Éste es un gran logro, pero ¿cuáles son las consecuencias no esperadas de este aumento en la esperanza de vida?

Primero, el hecho de vivir más permite que se desarrollen nuevos tipos de enfermedades.

Es decir, antes no daba tiempo a que las enfermedades crónicas se desarrollaran, hoy sí.

La gran mayoría de las diez principales causas de mortalidad hace 70 años eran enfermedades infecciosas. Actualmente sólo una de entre las diez es por una enfermedad transmisible.

La política pública de vacunación obligatoria propició que se dieran las condiciones. Esto fue posible porque existían los mecanismos que obligaban a la gente a vacunar a sus hijos.

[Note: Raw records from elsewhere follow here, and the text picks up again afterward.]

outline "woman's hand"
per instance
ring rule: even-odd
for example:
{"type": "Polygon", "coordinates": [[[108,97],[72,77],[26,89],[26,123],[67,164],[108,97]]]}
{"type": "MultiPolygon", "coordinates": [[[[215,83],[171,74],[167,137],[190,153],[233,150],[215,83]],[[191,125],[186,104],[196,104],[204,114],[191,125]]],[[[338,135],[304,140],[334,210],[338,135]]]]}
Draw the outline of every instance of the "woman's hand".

Ante este cambio en la dinámica de las enfermedades, los agentes económicos se deben adecuar. En resumen, hay que enfocarse en nuevos aspectos y cambiar conductas y actividades.

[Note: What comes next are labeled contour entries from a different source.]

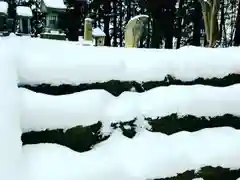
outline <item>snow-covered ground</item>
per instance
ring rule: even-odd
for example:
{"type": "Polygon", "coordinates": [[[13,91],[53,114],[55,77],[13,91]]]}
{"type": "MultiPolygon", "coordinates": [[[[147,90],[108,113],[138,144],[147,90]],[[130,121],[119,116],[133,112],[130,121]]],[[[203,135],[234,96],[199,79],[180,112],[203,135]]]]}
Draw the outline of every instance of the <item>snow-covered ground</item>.
{"type": "MultiPolygon", "coordinates": [[[[15,38],[16,39],[16,38],[15,38]]],[[[81,46],[67,41],[19,38],[14,41],[19,82],[80,84],[121,81],[182,81],[240,74],[239,47],[179,50],[81,46]]]]}
{"type": "Polygon", "coordinates": [[[20,97],[11,51],[0,44],[0,54],[0,179],[15,180],[21,167],[20,97]]]}
{"type": "Polygon", "coordinates": [[[18,82],[149,81],[163,80],[167,74],[182,80],[223,77],[239,74],[239,52],[239,48],[83,47],[61,41],[2,38],[0,179],[146,180],[176,176],[204,166],[239,169],[240,130],[227,127],[169,136],[139,128],[132,139],[116,130],[108,140],[84,153],[57,144],[22,147],[20,140],[21,129],[27,132],[70,128],[99,120],[108,126],[110,122],[170,113],[239,116],[239,84],[224,88],[203,85],[159,87],[144,93],[124,92],[119,97],[104,90],[50,96],[17,89],[18,82]]]}
{"type": "Polygon", "coordinates": [[[133,139],[115,132],[85,153],[56,144],[23,148],[24,179],[146,180],[204,166],[239,169],[240,131],[212,128],[164,135],[142,131],[133,139]]]}
{"type": "Polygon", "coordinates": [[[20,88],[21,126],[23,132],[28,132],[68,129],[98,121],[106,127],[114,122],[143,117],[154,119],[172,113],[180,117],[240,116],[239,92],[240,84],[228,87],[173,85],[144,93],[124,92],[118,97],[104,90],[52,96],[20,88]]]}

Uno de los ponentes comentó que en la formación académica de los doctores se deben cambiar aspectos de su entrenamiento. Hoy están enfocados a labores curativas y no a labores preventivas.

La infraestructura de hospitales hay que reorientarla. Buena parte de la infraestructura hospitalaria está diseñada para enfermedades de tipo infeccioso, donde la estancia del paciente es corta. Sin embargo, las enfermedades de tipo crónico implican mayores tiempos en los hospitales. Por esta razón hoy es más común hablar de infecciones en los hospitales.

Ahora bien, las enfermedades crónicas se pueden prevenir con buenos hábitos. La política pública debe estar orientada a lo anterior, suena lógico y hay consenso. El problema no es el qué sino el cómo. En este caso no se puede hacer algo obligatorio como en la vacunación.

Hay que convencer para que otros actúen, eso es lo difícil. ¿Cómo convencer a un joven de 20 años que se empiece a cuidar para reducir la probabilidad de tener diabetes? Hoy no tiene una adecuada percepción del riesgo, por eso no actúa.

Al final, me sale lo economista, la respuesta es clara: hay que dar los incentivos correctos. Información y conocimiento no generan cambio de actitud, hay que inducirlo. Y para esto hay que ser creativo y por la vía de prueba y error.

Por ejemplo explorar conceptos innovadores como una propuesta de fomentar el distintivo de “Empresa Saludable” o cambiar la regulación porque los gastos en prevención no se pueden incluir en el seguro de gastos médicos.

El mensaje es claro: debemos tomar conciencia y actuar para tener una mejor calidad de vida.